论文标题
逐步堆叠2.0:用于BERT训练速度的多阶段层训练方法
Progressively Stacking 2.0: A Multi-stage Layerwise Training Method for BERT Training Speedup
论文作者
论文摘要
在许多自然语言处理任务中,预训练的语言模型(例如BERT)已获得了明显的准确性提高。尽管具有有效性,但大量参数使训练在计算上是一个非常挑战的BERT模型。在本文中,我们提出了一种有效的多阶段层训练(MSLT)方法,以减少BERT的训练时间。我们将整个训练过程分解为多个阶段。训练始于一个小型模型,只有几个编码器层,我们通过添加新的编码器层逐渐增加了模型的深度。在每个阶段,我们仅训练顶部(在输出层附近)几个新添加的编码层。在当前阶段将不会更新以前阶段训练的其他层的参数。在BERT训练中,向后计算比远期计算更耗时,尤其是在分布式训练设置中,向后计算时间进一步包括梯度同步的通信时间。在拟议的培训策略中,只有前几层参与向后计算,而大多数层仅参与远期计算。因此,计算和通信效率都大大提高。实验结果表明,所提出的方法可以实现超过110%的训练速度,而不会显着降级。

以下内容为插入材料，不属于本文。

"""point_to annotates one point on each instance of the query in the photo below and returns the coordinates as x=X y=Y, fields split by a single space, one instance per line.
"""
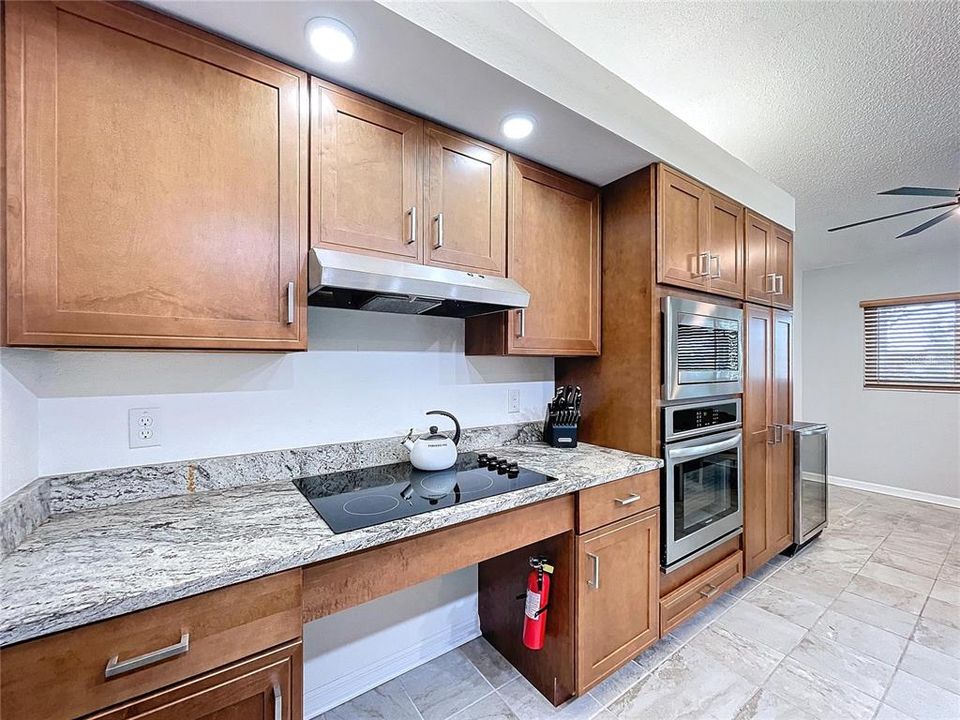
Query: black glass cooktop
x=355 y=499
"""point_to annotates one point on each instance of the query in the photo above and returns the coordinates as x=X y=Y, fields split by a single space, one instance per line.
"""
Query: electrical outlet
x=144 y=427
x=513 y=400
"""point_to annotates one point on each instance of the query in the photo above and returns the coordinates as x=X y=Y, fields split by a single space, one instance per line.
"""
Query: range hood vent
x=362 y=282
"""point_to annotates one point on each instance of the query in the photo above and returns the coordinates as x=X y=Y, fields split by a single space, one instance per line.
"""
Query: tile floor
x=864 y=623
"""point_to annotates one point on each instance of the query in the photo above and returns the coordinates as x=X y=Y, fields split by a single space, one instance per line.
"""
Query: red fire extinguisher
x=538 y=597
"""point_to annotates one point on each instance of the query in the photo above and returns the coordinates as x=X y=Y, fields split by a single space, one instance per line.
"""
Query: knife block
x=559 y=435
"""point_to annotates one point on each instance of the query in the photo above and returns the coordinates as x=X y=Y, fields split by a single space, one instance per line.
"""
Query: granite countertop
x=87 y=566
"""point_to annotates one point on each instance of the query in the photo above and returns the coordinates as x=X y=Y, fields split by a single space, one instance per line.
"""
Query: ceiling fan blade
x=928 y=223
x=887 y=217
x=930 y=192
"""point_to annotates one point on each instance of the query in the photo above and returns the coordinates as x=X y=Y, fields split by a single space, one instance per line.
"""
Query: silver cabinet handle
x=291 y=303
x=708 y=590
x=715 y=275
x=703 y=264
x=115 y=667
x=277 y=702
x=595 y=583
x=412 y=212
x=439 y=220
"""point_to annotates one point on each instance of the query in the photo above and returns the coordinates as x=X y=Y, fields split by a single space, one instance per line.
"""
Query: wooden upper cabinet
x=783 y=267
x=760 y=279
x=699 y=236
x=553 y=250
x=365 y=175
x=618 y=595
x=156 y=184
x=465 y=202
x=769 y=250
x=682 y=218
x=768 y=450
x=726 y=246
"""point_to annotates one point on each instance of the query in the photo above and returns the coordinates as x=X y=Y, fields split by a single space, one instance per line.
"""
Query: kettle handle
x=456 y=436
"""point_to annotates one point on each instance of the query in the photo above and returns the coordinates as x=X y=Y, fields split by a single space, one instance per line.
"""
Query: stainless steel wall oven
x=703 y=478
x=702 y=349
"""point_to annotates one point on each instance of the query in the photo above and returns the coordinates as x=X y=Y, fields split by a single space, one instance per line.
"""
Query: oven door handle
x=708 y=449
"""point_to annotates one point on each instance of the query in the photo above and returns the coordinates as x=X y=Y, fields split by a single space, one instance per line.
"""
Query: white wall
x=18 y=433
x=907 y=440
x=366 y=375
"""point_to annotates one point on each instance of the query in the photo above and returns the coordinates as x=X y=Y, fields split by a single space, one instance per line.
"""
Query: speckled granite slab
x=87 y=566
x=29 y=508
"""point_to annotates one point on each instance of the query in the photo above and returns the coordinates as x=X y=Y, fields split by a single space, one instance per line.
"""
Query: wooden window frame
x=905 y=301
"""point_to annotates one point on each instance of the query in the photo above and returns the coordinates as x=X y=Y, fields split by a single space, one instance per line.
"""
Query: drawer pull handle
x=595 y=582
x=115 y=667
x=277 y=702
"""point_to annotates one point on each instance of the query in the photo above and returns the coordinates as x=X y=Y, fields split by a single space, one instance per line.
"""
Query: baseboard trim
x=895 y=491
x=319 y=699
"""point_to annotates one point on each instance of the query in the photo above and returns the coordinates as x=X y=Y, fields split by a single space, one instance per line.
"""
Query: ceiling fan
x=922 y=192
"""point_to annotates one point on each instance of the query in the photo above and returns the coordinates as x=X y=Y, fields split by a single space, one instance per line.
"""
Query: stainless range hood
x=362 y=282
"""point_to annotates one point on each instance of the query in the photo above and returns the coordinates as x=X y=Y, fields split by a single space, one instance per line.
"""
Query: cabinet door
x=682 y=222
x=156 y=184
x=465 y=203
x=266 y=687
x=780 y=456
x=553 y=250
x=758 y=263
x=617 y=595
x=726 y=247
x=365 y=175
x=758 y=433
x=782 y=254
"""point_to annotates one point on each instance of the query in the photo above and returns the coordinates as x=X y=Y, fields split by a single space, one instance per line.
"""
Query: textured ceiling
x=832 y=101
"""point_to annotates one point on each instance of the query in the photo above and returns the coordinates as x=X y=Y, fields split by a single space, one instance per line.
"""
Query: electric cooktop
x=355 y=499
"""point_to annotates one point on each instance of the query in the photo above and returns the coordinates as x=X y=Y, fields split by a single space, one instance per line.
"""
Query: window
x=912 y=343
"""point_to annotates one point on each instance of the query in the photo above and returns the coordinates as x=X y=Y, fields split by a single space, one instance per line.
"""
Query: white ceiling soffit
x=409 y=67
x=506 y=37
x=833 y=101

Pre-trained language models, such as BERT, have achieved significant accuracy gain in many natural language processing tasks. Despite its effectiveness, the huge number of parameters makes training a BERT model computationally very challenging. In this paper, we propose an efficient multi-stage layerwise training (MSLT) approach to reduce the training time of BERT. We decompose the whole training process into several stages. The training is started from a small model with only a few encoder layers and we gradually increase the depth of the model by adding new encoder layers. At each stage, we only train the top (near the output layer) few encoder layers which are newly added. The parameters of the other layers which have been trained in the previous stages will not be updated in the current stage. In BERT training, the backward computation is much more time-consuming than the forward computation, especially in the distributed training setting in which the backward computation time further includes the communication time for gradient synchronization. In the proposed training strategy, only top few layers participate in backward computation, while most layers only participate in forward computation. Hence both the computation and communication efficiencies are greatly improved. Experimental results show that the proposed method can achieve more than 110% training speedup without significant performance degradation.